海外36拠点に導入した双日 メール応答時間が約30倍改善WAN高速化ケーススタディ(2/3 ページ)

» 2007年06月27日 08時00分 公開
[井上猛雄,ITmedia]

わずか3カ月間で36拠点に配置

 具体的な製品名として候補に挙がったのは「WXCシリーズ」である。決め手は主に実績面だったが、ジュ二パー独自の圧縮技術(MSR/NSC)やキャッシュ機能、TCPアクセラレーション機能も採用理由の1つだった。同社の圧縮技術は、データ通信のシーケンスを内部辞書と照合してパターン化し、情報量を少なくすることでトラフィックを抑える仕組みを取り入れている。また、QoS(サービス品質)機能や管理レポートの種類が多かった点にも注目したという。

画像 ジュニパーネットワークスのWXC(写真はWXCの最新機種、「WXC590」)。ハードディスクを搭載するタイプだ

 同社の製品にはメモリベースのWXシリーズもあるが、「導入前にいろいろな検証を行って、WXシリーズよりも2〜4倍のデータ圧縮効果が得られたので」(福山氏)WXCシリーズを採用することにしたという。WXCシリーズはディスクベースで、装置にハードディスクを搭載しているため、より多くの辞書データを保持できる。

 WANの高速化/最適化を実現する際には、どのようなアプリケーションを高速化したいのかという適用対象が重要になる。同社では業務の特性上、Windowsファイル共有、いわゆるCIFS(Common Internet File System)ベースのアプリケーションはそれほど利用しなかった。

 情報企画一課の出山敏治氏は、「主に利用していたのは、電子メールや業務系アプリケーション、インターネットアクセスなど。いずれにしても、当時はレスポンスがきわめて悪かったため、すべての利用シーンにおいて改善したい思いでWXCシリーズを導入した」と話す。米国拠点とはビデオ会議を行うことも多いため、WXCシリーズのQoS機能で通信品質を確保した。ただし、そのほかの拠点の内線通話については、VoIP(Voice over IP)の帯域を別に確保することで、通話品質を高めているという。

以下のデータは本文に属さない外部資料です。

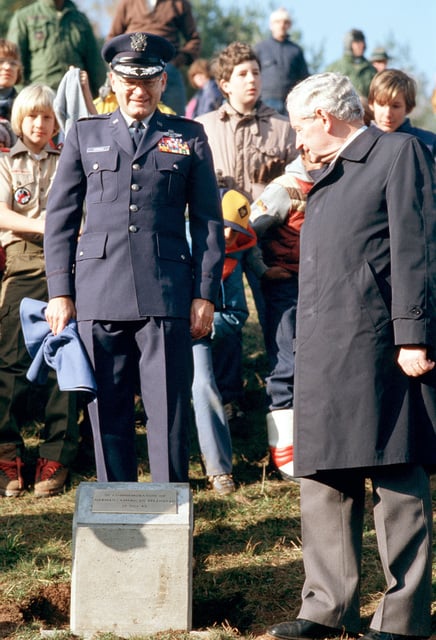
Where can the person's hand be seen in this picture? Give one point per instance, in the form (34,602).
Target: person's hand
(414,362)
(59,312)
(276,273)
(201,318)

 双日は、導入のための検証を約3カ月かけて一通り終了したあと、2005年の10月から東京本社とニューヨーク、上海、シンガポール、パリ、モスクワの主要6拠点にトライアルとしてWXCシリーズを導入。おおむね良好な結果が得られたため、2006年初頭から3月までに合計36カ所の海外拠点に設置を拡大した。導入期間については、機器選定や検証などを含めると約1年間かかったが、各拠点への実際の適用期間はわずか3カ月間。まさに迅速な動きだった。

図1 図1●双日のグローバルネットワーク構成図。合計36カ所の拠点にWXCシリーズを導入。センター側となる東京とニューヨークの拠点には「WXC500」を、そのほかの海外拠点には「WXC250」を設置した(クリックで拡大)

 システム構成(図1)については、国際回線は既存のフレームリレー回線とヨーロッパ地域に一部導入されているIP-VPNを利用。センター側の東京とニューヨークの拠点には、WAN高速化装置としてミッドレンジの「WXC500」(ディスク容量500GB、トータルスループット512K〜20Mbps)を設置した。一方、そのほかの海外拠点には、ローエンドの「WXC250」(40GB、128K〜2Mbps)を、それぞれ配置。WX/WXCシリーズは回線帯域に応じたライセンス体系になっており、各拠点に必要な帯域を確保した。